The first great result of the 21st Paris Conference of Parties on climate change was the large participation of countries from all continents. All attendees agreed on the path to follow in order to save the Planet, although it still takes time and much effort by polititians to define the necessary measures aimed at gradually abandoning fossil fuels usage in favour of renewable sources and green economy

by Matteo Monni
January 2016 | Back

On December 12 it was – in a Paris shocked by the atrocities of ISIS terrorist attacks – a memorable day for the achievement of a global agreement through which climate change can be contrasted. For almost two weeks, the representatives of 195 countries confronted each other to find the solution that the Foreign Secretary and COP21 President Laurent Fabius, defined “fair, sustainable, dynamic, balanced and legally binding”. This vision is embraceable only if we consider the undertaken decisions not as an accomplishment, but rather as the beginning of a long and complex path towards new economic and social standards directed to environment protection and prosperity of peoples, and therefore built on solid cooperation projects. It is basically a huge challenge that also indicates viable solutions to the many embers of conflict and terrorism revolving around the irresponsible use and unequal distribution of water, food and energy supplies.

As for the urgency of the issues at stake and the range of the objectives involved, there were several concerns raised by those who awaited more ambitious and convincing results from Paris. However, the barely attainable logic of “now or never” left enough space to more realistic possibilities and broader time horizons that might accept improvements, new participants and so raise progressively the bar of the objectives. In this perspective also the more aggressive NGOs, though not fully satisfied, recognized the change of direction marked by the negotiations which – as declared by the Executive Director of Greenpeace Kumi Naidoo – put “the fossil fuel industry squarely on the wrong side of history”.

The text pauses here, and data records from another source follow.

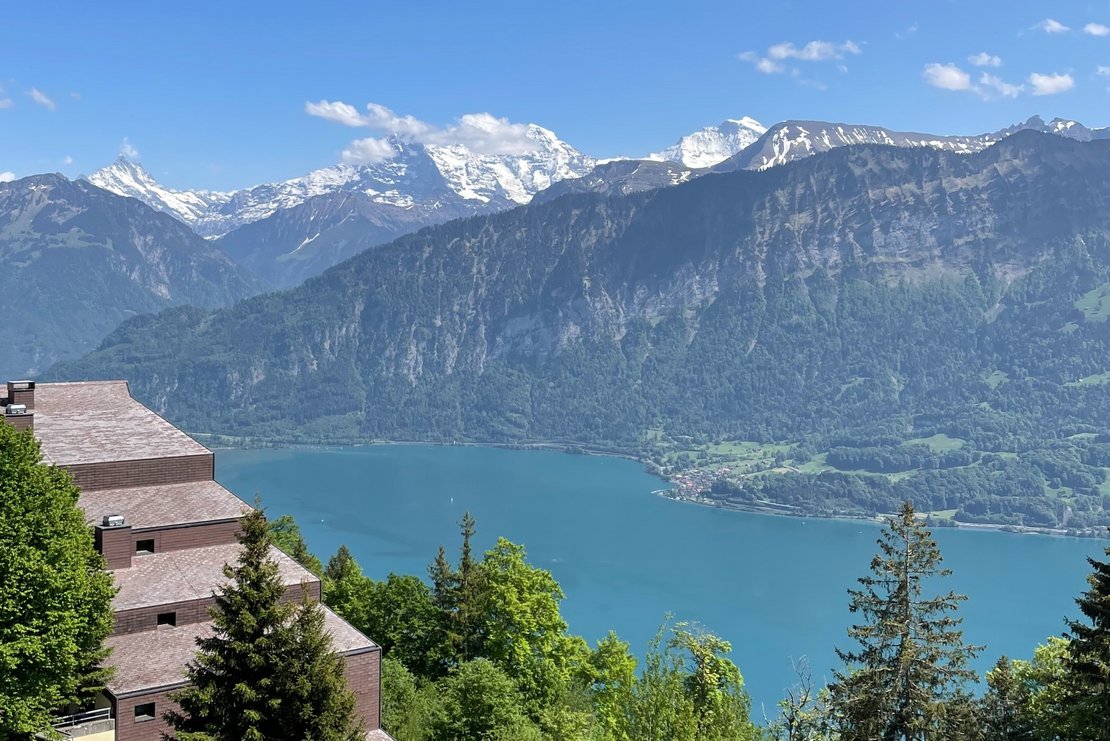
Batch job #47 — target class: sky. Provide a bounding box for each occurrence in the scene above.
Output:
[0,0,1110,190]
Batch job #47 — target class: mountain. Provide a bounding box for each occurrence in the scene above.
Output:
[714,115,1110,172]
[53,131,1110,527]
[532,160,700,203]
[646,116,767,169]
[0,175,264,378]
[85,125,595,238]
[215,191,473,288]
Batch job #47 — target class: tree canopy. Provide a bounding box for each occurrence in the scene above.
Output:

For a more detailed definition of the mechanisms to put into operation, we still have some time. In fact, in order to adopt the Agreement, all Parties will have to sign it during an official ceremony at the United Nations in New York on 22 April 2016 and the agreement will be open to signature until 21 April 2017.

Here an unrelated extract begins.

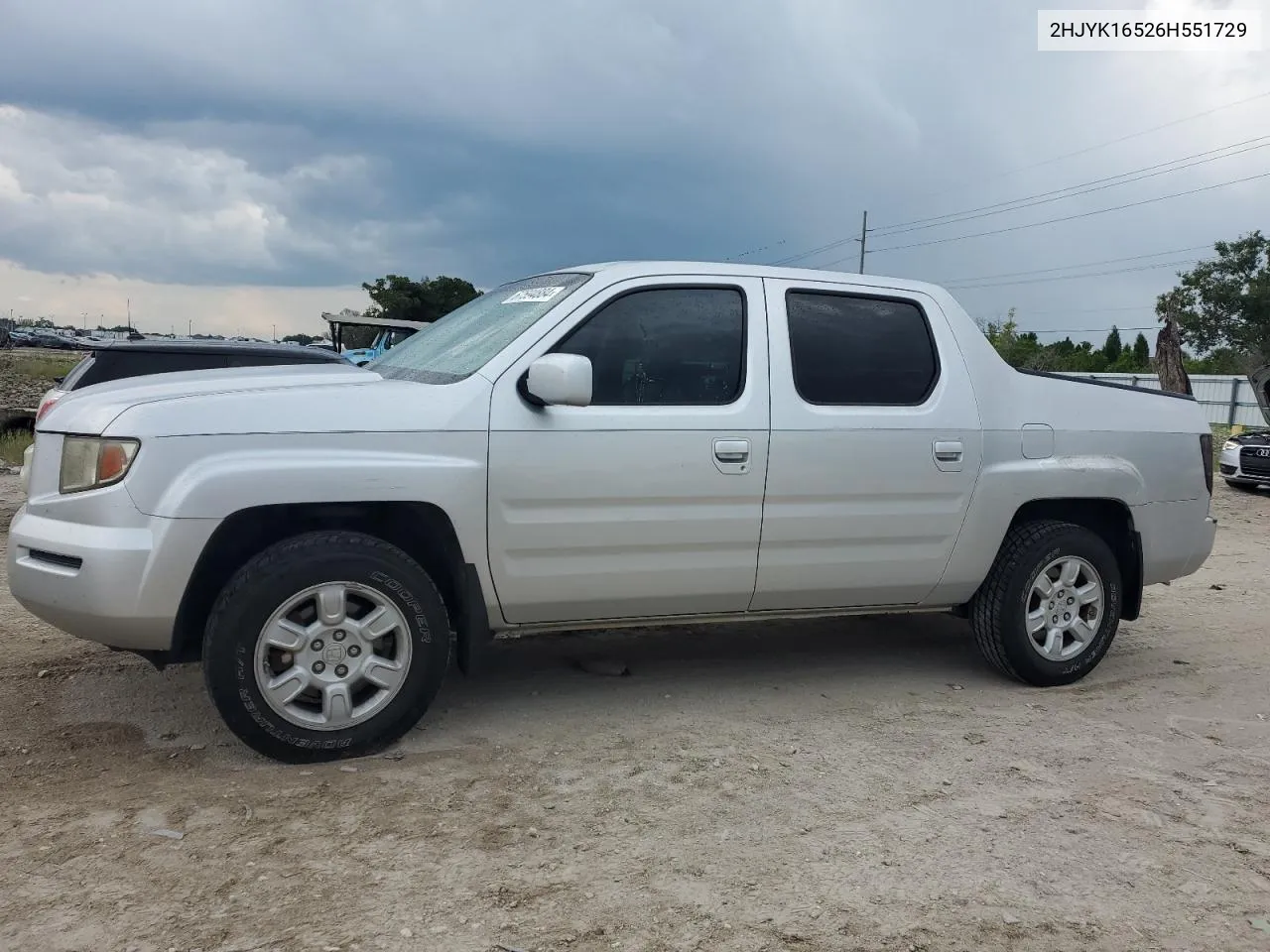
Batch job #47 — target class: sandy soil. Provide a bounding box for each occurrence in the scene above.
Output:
[0,476,1270,952]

The implementation of the Agreement will take place in 2020, at the expiration of the Kyoto Protocol, provided that the ratification has been approved by at least 55 Countries responsible for the 55% of greehouse gases emissions on a global scale.

The key points of the COP21, approved and included in the text are summarized below: Holding the increase in the global average temperature to well below 2°C above pre-industrial levels and pursuing efforts to limit the temperature increase to 1.5°C; The text has a five-year review mechanism, but only to ramp up the undertaken pledges in order to make them more ambitious; A periodic report on the state of the art of the improvements achieved by all Parties will be drawn up every five year; Differentiation of commitment between developed countries and those in development, according to which the first ones will have to give the others technological and economic support to climate change mitigation measures. To this purpose, the Agreement shall set a new collective quantified goal from a floor of USD 100 billion per year, taking into account the needs and priorities of developing countries. This should be a starting point to implement over the years.

In the end, since all the mechanisms for the effective implementation of the Paris Agreement will require a gradual development, any effort will be made to implement it as soon as possible due to the impending environmental risks.